Due to her unique feature, Lola was spared the fate of her fellow captured lobsters, most of which wind up being laid out at a fish market or sprawled across the bottom of a supermarket tank, ignorantly awaiting the pot of boiling water that will seal their fate.
At the Maine State Aquarium, which attracts some 35,000 visitors a year, the 10-year-old, four pound lobster will live out her years sharing an exhibit with other unique marine crustaceans, including orange, blue and half-and-half lobsters — one color on one side, another on the other — as part of the facility's large collection of "weird lobsters."
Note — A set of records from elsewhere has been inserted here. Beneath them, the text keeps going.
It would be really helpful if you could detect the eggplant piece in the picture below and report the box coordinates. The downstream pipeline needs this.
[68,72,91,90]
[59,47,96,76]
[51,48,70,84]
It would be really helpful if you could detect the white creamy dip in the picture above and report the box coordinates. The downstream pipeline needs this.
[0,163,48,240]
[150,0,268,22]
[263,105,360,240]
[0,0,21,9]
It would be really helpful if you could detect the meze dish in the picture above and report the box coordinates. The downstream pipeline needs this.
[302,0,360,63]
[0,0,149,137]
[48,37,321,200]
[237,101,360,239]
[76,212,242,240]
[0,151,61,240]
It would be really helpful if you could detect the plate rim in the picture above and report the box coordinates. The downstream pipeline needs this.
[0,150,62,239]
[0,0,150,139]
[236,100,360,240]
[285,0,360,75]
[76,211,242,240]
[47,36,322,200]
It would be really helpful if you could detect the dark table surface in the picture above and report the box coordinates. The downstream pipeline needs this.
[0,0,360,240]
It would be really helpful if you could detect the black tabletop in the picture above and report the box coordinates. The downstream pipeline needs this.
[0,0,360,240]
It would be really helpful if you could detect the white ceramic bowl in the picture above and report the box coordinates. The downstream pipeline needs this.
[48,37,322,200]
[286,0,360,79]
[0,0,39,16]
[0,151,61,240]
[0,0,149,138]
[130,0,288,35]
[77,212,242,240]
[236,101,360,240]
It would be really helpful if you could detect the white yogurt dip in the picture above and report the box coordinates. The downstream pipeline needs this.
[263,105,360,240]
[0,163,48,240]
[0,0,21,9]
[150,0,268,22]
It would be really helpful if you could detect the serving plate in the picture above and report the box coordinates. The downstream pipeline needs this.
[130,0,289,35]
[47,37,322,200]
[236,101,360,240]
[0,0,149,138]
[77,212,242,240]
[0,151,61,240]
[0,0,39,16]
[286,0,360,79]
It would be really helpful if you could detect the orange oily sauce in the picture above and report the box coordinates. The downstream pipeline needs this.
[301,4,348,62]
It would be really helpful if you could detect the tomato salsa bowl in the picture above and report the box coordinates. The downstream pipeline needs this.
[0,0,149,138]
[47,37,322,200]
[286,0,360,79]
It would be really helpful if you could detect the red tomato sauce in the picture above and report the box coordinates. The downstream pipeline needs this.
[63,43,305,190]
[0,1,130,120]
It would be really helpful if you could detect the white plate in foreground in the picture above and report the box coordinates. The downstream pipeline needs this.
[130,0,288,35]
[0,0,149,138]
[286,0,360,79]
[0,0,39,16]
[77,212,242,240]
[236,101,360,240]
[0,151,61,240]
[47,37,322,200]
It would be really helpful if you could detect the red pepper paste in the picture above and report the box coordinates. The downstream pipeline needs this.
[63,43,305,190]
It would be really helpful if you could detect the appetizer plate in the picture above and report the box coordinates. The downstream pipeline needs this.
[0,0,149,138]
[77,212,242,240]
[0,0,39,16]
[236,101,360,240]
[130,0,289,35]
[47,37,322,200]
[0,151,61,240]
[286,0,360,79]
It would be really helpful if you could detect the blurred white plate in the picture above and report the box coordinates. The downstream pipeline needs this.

"Everyone who comes in wants to see the weird lobsters," Aquarium manager Aimee Hayden-Roderiques told the Bangor Daily News
, adding that Lola will spark even more interest.
"We’re kind of the place for unusual lobsters," Hayden-Roderiques added. "We think the colored ones are about one in a million, but there’s no way to know."
Lola is expected to be put on public display next week.
In recent years, accounts of bright blue, orange, yellow, calico, white, and even half-and-half, have jumped. It's now common to hear several stories a month of a lobsterman bringing one of the quirky crustaceans to shore.
Bright colored lobsters are believed to be at a disadvantage at the bottom of the ocean where predators are thought to single them out because of their unusual color.